Antone worked as a legislative aide to State Senator Buddy Dyer from 1992 to 1999, including serving as his chief of staff. He ran for a seat on the Orange County Commission from the 6th District, but received only 9% of the vote. In 2000, when incumbent State Representative Alzo Reddick did not seek re-election, Antone ran to succeed him, facing Gary Siplin, Wardell Sims, Miles Brooks, and David Rucker in the Democratic primary. He earned the endorsement of the Orlando Sentinel, which praised him as the "best equipped" candidate, but ultimately lost to Siplin and Sims, who advanced to a runoff election, winning 27% of the vote.

==Legislative career==

=== Early 2000’s ===
When Siplin, whom Antone had lost to in 2000, decided to run for the Florida Senate rather than seek re-election, Antone ran to succeed him in the 39th District, which stretched from downtown Orlando to Pine Hills. In the Democratic primary, he faced Tiffany Moore-Russell, Geraldine Thompson, and Jon Eason, whom he defeated with 34% of the vote, and advanced to the general election, where he faced Janet Buckles, the Republican nominee.

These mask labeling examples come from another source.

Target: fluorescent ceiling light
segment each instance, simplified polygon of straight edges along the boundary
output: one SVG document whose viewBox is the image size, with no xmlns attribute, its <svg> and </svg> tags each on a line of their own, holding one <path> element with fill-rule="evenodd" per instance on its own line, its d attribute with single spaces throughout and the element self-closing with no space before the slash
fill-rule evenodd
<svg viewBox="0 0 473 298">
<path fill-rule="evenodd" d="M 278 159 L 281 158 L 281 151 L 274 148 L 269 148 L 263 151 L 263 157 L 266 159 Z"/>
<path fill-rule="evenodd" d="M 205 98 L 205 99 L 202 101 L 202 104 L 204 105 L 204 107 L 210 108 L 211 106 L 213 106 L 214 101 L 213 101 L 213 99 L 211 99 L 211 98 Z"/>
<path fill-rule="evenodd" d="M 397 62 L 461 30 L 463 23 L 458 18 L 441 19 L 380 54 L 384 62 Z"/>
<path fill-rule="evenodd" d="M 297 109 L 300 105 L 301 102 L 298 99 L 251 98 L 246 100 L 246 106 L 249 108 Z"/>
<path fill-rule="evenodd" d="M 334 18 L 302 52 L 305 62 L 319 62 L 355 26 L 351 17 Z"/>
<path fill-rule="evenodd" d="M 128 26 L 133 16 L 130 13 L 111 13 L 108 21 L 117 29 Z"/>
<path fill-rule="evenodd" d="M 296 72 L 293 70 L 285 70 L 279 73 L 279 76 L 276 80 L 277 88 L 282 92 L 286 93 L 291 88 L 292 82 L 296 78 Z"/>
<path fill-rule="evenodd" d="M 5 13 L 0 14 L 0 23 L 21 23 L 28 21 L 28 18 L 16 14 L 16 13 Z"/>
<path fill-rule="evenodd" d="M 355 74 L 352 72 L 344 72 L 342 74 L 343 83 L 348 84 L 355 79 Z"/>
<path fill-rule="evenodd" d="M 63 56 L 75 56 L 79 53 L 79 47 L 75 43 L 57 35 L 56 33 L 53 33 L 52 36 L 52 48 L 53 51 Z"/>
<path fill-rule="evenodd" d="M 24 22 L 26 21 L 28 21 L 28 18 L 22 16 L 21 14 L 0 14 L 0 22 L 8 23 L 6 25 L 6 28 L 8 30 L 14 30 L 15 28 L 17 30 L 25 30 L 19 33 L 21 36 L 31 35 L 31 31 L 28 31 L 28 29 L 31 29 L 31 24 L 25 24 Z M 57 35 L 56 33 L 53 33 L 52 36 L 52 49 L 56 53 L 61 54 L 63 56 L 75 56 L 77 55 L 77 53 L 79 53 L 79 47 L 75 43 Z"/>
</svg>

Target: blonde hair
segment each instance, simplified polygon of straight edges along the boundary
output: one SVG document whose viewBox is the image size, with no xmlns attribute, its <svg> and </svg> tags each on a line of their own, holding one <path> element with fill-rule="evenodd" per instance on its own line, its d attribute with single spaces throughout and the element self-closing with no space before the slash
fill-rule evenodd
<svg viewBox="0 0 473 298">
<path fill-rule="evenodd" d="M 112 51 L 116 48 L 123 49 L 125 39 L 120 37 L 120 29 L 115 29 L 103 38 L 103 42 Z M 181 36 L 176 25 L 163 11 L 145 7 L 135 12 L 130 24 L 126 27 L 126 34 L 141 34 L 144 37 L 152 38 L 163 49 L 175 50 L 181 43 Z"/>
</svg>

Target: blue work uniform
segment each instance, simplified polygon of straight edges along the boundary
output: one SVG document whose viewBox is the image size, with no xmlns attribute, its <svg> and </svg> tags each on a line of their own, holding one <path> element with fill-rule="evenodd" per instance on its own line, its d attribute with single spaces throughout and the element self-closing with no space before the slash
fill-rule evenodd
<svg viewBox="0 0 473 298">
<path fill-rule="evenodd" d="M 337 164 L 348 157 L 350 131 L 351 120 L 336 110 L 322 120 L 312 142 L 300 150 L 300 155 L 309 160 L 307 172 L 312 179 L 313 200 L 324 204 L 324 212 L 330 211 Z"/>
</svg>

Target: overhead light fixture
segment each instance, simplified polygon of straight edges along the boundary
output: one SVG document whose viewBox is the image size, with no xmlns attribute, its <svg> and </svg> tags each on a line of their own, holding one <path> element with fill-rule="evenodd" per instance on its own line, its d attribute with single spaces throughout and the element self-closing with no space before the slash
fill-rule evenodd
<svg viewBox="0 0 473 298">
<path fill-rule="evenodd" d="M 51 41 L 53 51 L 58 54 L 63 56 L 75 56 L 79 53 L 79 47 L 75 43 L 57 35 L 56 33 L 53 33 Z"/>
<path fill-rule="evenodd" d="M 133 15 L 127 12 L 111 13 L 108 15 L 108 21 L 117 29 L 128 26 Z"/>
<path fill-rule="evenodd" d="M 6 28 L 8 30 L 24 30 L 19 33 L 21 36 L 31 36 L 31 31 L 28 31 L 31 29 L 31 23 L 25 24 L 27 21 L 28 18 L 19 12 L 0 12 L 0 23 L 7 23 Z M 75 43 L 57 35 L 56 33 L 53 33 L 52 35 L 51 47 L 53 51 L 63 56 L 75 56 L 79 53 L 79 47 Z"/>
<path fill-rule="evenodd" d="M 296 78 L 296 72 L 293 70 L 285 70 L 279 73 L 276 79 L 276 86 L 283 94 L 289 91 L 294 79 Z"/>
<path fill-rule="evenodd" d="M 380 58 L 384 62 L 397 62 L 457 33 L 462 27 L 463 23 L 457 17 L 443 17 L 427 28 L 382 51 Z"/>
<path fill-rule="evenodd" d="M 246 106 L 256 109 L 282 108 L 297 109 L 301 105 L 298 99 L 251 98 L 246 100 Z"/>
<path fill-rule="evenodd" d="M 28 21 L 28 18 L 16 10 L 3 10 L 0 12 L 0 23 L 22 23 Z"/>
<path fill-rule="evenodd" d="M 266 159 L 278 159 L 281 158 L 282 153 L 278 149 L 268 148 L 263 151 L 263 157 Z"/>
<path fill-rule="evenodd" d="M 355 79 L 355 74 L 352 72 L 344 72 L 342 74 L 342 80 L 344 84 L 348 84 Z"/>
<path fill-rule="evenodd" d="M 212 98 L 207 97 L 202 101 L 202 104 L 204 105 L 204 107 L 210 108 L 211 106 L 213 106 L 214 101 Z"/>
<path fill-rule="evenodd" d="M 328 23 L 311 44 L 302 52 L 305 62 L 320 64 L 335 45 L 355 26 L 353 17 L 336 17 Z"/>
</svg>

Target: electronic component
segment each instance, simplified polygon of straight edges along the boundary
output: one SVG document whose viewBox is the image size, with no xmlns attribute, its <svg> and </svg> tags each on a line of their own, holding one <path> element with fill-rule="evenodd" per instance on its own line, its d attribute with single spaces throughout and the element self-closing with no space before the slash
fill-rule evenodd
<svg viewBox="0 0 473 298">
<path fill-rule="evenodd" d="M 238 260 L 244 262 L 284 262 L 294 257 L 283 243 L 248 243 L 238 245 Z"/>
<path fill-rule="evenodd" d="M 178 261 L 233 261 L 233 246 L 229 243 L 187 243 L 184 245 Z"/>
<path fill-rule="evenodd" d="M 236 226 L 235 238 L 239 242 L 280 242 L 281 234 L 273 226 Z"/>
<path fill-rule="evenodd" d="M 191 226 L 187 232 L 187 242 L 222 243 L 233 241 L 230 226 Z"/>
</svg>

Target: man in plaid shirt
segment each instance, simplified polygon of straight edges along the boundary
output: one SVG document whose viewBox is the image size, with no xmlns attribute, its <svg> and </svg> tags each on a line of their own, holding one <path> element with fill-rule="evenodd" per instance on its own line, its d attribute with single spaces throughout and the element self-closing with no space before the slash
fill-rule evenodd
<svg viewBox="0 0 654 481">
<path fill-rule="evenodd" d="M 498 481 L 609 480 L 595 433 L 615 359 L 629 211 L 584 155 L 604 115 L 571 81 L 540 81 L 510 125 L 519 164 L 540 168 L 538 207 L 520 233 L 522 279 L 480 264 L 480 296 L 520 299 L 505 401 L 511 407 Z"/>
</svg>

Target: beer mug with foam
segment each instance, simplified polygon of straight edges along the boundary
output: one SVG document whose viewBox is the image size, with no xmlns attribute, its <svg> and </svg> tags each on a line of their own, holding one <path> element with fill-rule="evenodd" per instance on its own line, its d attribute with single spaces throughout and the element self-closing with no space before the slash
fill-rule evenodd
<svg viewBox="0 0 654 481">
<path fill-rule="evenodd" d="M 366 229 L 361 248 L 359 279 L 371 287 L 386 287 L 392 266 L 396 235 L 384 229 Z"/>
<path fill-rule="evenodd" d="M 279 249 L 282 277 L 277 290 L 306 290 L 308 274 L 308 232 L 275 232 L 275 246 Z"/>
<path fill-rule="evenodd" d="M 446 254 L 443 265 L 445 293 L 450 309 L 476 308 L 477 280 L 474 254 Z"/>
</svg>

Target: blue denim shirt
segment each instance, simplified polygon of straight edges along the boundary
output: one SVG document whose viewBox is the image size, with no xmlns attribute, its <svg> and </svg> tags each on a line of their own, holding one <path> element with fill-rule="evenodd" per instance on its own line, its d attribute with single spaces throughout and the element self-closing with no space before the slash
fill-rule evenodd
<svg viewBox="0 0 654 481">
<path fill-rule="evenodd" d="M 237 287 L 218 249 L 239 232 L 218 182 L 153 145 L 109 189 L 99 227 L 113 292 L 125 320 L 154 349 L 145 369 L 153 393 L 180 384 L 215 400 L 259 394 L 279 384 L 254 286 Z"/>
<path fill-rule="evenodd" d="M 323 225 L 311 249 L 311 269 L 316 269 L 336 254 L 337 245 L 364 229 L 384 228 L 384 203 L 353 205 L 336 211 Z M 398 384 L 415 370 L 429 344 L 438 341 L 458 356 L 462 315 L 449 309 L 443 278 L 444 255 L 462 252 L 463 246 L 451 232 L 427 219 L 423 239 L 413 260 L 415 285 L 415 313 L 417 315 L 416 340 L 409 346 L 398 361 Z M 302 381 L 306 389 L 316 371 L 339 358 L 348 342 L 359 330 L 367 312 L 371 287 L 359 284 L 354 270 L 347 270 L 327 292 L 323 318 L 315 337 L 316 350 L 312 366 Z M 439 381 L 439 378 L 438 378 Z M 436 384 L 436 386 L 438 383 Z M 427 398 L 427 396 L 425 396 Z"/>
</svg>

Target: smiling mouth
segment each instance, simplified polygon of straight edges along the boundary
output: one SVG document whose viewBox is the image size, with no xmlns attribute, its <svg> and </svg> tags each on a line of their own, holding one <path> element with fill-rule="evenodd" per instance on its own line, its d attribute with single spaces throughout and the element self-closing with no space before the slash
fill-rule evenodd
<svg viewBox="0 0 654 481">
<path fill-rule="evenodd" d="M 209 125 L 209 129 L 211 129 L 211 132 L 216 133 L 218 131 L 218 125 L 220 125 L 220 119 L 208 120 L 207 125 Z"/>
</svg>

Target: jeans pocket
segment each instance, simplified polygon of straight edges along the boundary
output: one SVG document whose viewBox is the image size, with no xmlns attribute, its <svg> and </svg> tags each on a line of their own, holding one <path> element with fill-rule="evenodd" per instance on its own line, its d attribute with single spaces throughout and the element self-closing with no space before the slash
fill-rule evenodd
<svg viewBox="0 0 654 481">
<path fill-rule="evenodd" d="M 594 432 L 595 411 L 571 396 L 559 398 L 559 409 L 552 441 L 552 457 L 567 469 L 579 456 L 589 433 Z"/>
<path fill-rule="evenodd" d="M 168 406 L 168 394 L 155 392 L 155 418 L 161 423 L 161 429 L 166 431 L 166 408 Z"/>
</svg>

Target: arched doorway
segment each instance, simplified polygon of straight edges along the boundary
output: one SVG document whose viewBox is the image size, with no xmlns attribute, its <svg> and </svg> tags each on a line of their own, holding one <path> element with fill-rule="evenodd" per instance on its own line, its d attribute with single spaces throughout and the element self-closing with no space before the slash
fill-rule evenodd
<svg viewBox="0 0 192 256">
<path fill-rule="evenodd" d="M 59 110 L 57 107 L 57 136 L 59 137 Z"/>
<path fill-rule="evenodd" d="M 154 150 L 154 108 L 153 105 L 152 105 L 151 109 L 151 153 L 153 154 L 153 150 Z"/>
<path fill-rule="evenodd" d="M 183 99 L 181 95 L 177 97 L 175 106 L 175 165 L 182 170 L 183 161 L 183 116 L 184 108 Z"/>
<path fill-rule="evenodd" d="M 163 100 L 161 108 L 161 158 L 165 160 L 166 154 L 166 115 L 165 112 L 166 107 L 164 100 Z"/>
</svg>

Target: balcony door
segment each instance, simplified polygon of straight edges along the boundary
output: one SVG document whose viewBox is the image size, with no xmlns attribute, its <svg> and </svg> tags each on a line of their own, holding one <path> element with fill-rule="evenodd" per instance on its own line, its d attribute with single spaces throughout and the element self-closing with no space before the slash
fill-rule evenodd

Antone emphasized that, unlike Siplin, he would focus on passing bills into law while serving in the legislature and would not waste his time on "feel-good" efforts. Antone defeated Buckles easily, winning 75% of the vote. In 2004, when he ran for re-election, he was opposed in the primary election by Tiffany Moore-Russell, once again, and Fritz Seide Jackson. Antone expanded his margin of victory from 2002, and won renomination with 52% of the vote to Moore-Russell's 39% and Jackson's 9%. He faced Thomas J. Kelly, the nominee of the British Reformed Sectarian Party, in the general election, whom he handily defeated with 90% of the vote.

=== County Commission campaign ===
Rather than seek re-election in 2006, Antone instead opted to run for a position on the Orange County Commission from the 6th District. He faced Moore-Russell, Juan Lynum, Jackson Marcelin, and Chick Fryar in the primary election, and he placed second to Moore-Russell, with 37% of the vote to her 38%, advancing to the general election. He was endorsed by the Sentinel, which praised his "sensible priorities" of increasing funding to the Lynx bus system, supporting SunRail, and fund after-school programs for children. However, he narrowly lost to Moore-Russell, winning only 47% of the vote to her 53%. He and David Rucker challenged her in 2010 when she sought re-election, but she defeated him in a landslide in the primary election, winning 61% of the vote to his 26% and Rucker's 13%.

=== Return to House ===
When legislative districts were redrawn in 2012, Geraldine Thompson opted to run for the Florida Senate rather than seek re-election in the newly created 46th District, so Antone ran to succeed her. He ran on a platform of giving the long-neglected district proper attention "in the form of job-training, education funding and services for the elderly." He emerged successful in the Democratic primary, winning 36% of the vote to Pam Powell's 29%, Sean Bradford's 15%, Rosalind Johnson's 13%, and Jason Henry's 8%. In the general election, Antone faced no opposition and he returned to the legislature uncontested.

Antone was term-limited from the House in 2020, after serving four terms.

=== 2020’s - Present ===
After defeating incumbent Travaris McCurdy in the August 2022 Democratic primary, Antone won election to the Florida House of Representatives for a third time in 2022.